The new code solve the "very hard puzzle" above in about 0.1s. Compared to 40s in the backtracking approach, this is a 400 times increase in performance.

Try to submit the code on Codewars, and we pass all the tests in less then 300ms. Yay!

## Conclusion

By applying some optimizations on both the algorithm and the implementation, we can see a significant increase in performance of our sudoku solver program.

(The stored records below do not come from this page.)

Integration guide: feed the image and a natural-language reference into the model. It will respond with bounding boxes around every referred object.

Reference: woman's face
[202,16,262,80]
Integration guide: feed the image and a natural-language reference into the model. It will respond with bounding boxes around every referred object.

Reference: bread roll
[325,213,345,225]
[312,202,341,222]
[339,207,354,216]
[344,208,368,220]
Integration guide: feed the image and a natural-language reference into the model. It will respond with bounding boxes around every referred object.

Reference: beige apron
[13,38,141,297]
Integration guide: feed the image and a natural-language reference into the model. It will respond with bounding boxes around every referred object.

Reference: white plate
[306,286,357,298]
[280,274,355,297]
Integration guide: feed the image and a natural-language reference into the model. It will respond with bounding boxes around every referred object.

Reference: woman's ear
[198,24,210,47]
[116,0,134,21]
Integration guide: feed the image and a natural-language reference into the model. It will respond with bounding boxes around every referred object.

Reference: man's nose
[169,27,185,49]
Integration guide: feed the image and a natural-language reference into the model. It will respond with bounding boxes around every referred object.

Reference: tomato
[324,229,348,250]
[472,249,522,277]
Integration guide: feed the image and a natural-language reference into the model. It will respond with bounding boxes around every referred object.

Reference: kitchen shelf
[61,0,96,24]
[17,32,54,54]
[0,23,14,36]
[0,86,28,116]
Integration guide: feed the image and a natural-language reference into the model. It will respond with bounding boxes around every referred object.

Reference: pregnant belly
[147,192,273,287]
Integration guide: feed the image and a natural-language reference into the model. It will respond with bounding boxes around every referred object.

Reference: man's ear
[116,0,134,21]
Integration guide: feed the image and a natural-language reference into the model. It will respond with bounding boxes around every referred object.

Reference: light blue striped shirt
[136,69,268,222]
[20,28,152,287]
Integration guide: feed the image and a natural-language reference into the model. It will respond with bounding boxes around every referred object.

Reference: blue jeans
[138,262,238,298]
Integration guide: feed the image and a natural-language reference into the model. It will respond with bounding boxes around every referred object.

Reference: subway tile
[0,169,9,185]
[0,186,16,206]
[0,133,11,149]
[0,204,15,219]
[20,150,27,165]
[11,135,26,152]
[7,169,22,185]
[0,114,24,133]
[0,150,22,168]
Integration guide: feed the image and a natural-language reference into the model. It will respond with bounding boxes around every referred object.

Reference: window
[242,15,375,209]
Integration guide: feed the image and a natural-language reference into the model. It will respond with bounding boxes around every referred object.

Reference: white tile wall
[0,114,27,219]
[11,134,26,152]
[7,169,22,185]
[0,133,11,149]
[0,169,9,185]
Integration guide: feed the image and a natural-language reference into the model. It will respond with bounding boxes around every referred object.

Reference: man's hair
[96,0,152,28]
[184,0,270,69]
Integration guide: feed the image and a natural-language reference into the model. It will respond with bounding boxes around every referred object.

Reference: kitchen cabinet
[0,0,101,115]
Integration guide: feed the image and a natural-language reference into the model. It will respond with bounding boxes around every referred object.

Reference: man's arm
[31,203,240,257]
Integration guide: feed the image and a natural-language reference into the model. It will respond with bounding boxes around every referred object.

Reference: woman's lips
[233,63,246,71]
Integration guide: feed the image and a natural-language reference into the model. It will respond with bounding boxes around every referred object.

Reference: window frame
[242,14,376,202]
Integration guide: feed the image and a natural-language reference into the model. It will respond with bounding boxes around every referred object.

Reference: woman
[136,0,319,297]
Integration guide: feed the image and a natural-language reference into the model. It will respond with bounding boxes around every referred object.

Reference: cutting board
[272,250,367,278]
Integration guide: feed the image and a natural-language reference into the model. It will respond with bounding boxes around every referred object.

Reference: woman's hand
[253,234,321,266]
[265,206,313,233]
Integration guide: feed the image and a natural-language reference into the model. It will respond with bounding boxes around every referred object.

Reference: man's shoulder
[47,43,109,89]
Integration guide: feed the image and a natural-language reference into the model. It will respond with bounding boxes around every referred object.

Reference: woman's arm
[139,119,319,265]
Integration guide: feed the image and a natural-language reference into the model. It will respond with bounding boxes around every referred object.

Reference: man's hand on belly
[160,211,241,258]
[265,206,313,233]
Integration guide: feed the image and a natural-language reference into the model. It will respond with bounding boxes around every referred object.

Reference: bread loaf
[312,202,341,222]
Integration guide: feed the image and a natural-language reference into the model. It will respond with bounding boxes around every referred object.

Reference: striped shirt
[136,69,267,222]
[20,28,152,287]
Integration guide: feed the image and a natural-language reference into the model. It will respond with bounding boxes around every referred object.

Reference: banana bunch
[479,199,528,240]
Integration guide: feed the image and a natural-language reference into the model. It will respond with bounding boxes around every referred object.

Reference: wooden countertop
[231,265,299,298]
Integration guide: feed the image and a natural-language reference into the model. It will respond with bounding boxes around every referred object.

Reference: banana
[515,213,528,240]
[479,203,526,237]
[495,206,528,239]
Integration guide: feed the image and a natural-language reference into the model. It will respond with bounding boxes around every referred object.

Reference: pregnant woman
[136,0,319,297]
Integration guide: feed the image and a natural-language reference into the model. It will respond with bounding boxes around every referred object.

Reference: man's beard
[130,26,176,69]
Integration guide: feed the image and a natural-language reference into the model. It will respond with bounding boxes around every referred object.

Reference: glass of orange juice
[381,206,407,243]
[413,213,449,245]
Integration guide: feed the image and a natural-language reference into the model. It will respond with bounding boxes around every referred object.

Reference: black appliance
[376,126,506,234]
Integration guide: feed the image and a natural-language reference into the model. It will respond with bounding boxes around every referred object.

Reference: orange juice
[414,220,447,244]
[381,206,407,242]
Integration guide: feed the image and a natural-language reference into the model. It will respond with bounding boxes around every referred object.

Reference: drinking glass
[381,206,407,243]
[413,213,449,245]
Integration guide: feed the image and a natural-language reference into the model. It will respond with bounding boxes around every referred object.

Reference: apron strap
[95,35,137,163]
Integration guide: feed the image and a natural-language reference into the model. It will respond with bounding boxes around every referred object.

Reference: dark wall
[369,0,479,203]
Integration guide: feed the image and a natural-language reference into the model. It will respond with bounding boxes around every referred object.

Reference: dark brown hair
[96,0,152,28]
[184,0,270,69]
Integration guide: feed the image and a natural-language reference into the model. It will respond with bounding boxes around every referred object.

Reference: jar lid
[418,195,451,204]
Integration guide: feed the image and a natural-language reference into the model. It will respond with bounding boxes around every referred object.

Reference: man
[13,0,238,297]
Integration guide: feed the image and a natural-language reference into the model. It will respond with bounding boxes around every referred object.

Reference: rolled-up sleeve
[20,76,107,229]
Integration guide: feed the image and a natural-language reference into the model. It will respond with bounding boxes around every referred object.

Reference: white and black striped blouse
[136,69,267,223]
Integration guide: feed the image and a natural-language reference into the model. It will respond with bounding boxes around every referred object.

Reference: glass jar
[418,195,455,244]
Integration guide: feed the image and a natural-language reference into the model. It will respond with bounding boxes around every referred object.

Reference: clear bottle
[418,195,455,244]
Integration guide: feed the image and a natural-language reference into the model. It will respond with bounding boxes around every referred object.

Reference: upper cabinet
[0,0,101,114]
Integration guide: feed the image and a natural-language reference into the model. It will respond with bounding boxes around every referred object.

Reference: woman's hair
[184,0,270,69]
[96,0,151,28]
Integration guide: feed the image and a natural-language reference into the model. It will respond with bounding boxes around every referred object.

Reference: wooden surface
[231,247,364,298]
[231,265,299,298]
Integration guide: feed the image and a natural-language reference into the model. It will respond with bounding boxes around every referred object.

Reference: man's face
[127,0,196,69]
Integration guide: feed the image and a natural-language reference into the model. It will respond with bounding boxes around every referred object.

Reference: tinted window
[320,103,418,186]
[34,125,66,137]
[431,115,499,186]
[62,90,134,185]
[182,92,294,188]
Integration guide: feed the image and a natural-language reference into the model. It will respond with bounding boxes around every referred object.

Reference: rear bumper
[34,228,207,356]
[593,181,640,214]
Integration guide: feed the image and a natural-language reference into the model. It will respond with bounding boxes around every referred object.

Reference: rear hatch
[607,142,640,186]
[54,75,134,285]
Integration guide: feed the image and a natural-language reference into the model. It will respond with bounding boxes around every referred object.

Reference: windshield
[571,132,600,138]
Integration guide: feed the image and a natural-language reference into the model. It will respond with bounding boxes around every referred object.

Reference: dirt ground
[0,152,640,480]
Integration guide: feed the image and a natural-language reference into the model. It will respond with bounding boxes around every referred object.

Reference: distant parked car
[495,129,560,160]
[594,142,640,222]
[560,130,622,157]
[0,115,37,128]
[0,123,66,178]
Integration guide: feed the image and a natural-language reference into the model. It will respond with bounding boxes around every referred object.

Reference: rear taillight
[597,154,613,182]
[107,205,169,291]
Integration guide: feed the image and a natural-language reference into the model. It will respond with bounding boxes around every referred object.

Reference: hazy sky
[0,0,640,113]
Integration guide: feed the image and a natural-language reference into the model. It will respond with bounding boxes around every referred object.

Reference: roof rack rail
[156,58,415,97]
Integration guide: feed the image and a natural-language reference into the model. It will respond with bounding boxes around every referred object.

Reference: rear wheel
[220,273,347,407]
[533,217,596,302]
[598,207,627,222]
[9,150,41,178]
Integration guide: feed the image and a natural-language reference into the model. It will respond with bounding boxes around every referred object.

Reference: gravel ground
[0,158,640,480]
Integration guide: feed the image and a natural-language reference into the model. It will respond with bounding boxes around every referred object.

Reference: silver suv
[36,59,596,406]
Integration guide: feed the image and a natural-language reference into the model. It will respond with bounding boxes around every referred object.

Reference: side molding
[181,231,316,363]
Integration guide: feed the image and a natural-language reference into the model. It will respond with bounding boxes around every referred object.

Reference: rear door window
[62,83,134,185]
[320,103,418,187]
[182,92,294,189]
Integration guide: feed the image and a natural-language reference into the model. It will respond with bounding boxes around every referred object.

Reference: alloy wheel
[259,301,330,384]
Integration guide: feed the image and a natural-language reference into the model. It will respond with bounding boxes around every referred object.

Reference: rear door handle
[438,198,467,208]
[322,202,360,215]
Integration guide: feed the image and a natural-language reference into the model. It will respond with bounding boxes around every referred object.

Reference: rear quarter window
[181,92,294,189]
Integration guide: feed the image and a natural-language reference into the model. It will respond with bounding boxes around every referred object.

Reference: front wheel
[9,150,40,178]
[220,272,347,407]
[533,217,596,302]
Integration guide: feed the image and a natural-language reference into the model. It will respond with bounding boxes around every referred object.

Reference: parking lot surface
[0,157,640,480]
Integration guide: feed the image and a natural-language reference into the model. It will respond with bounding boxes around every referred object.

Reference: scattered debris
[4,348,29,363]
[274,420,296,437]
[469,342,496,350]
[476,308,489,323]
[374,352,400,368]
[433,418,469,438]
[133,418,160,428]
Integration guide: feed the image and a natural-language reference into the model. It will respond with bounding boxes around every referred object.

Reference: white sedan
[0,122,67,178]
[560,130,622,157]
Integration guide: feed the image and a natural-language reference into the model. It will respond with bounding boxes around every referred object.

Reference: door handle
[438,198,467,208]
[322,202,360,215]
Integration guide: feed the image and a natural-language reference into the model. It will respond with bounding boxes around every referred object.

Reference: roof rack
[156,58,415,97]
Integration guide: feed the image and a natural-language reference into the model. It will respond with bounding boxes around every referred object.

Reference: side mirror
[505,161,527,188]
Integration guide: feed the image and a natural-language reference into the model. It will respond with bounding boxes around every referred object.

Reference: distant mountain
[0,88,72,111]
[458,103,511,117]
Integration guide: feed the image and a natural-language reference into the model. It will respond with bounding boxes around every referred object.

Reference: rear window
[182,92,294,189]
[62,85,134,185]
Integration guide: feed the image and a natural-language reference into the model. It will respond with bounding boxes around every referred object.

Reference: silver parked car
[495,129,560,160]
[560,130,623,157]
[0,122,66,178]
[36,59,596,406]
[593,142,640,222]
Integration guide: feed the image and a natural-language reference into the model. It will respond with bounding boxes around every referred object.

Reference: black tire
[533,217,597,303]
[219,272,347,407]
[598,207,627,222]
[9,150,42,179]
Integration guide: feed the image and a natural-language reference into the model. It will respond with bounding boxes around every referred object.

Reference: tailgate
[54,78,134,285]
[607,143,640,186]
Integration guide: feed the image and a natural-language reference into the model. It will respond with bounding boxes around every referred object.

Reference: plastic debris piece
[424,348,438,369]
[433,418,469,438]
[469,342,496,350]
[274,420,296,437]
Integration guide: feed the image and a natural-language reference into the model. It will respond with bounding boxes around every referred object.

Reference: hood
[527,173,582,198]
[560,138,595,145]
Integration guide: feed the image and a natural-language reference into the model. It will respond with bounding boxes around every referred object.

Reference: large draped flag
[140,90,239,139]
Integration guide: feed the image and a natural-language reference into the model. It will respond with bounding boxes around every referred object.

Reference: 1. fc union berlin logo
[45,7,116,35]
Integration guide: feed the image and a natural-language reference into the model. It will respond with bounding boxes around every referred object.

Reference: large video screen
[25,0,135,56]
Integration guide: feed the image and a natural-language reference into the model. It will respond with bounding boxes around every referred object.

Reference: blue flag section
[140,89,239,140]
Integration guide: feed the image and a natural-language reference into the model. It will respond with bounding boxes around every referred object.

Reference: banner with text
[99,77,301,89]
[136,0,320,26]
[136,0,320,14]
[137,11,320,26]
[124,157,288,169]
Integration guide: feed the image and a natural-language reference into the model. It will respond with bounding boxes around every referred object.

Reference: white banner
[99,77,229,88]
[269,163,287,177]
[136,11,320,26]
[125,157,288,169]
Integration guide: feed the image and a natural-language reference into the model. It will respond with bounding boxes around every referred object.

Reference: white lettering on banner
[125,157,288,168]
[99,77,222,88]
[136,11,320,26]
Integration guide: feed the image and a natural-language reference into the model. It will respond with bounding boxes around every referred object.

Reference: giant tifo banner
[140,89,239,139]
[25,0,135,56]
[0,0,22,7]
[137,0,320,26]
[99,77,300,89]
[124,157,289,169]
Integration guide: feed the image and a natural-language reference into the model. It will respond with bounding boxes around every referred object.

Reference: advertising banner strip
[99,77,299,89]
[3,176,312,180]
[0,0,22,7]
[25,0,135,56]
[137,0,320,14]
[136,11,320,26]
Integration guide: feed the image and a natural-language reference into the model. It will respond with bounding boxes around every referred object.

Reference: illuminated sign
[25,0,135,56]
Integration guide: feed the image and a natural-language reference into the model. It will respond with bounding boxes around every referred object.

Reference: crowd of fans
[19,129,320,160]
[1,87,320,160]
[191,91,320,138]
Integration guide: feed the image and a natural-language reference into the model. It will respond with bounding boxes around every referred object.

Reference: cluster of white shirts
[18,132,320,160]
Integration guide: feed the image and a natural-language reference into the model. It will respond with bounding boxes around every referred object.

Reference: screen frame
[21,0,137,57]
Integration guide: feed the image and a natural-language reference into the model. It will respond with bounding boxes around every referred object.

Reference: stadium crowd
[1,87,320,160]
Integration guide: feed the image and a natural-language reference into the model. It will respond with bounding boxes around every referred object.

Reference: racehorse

Notice that the rules added to the algorithm are copied from the way that "human" uses to solve sudokus. Does that mean human brains have always been implemented with the most advanced algorithms?

There are still places for improvements, to solve even harder puzzles like the one below:

# 17 cells with thousands of solution
puzzle = \
[[0, 0, 0, 0, 0, 6, 0, 0, 0],
[0, 5, 9, 0, 0, 0, 0, 0, 8],
[2, 0, 0, 0, 0, 8, 0, 0, 0],
[0, 4, 5, 0, 0, 0, 0, 0, 0],
[0, 0, 3, 0, 0, 0, 0, 0, 0],
[0, 0, 6, 0, 0, 3, 0, 5, 4],
[0, 0, 0, 3, 2, 5, 0, 0, 6],
[0, 0, 0, 0, 0, 0, 0, 0, 0],
[0, 0, 0, 0, 0, 0, 0, 0, 0]]

or this one:

# 16 cells with no solution
puzzle = \
[[0, 0, 0, 0, 0, 5, 0, 8, 0],
[0, 0, 0, 6, 0, 1, 0, 4, 3],
[0, 0, 0, 0, 0, 0, 0, 0, 0],
[0, 1, 0, 5, 0, 0, 0, 0, 0],
[0, 0, 0, 1, 0, 6, 0, 0, 0],
[3, 0, 0, 0, 0, 0, 0, 0, 5],
[5, 3, 0, 0, 0, 0, 0, 6, 1],
[0, 0, 0, 0, 0, 0, 0, 0, 4],
[0, 0, 0, 0, 0, 0, 0, 0, 0]]

For these two puzzles, the algorithm in this topic still takes too long to complete. Hope we can find better algorithms to solve these puzzle faster in the future. On the other hand, solving sudoku in parallel (e.g. multithread or MapReduce) is also an interesting topic to discuss.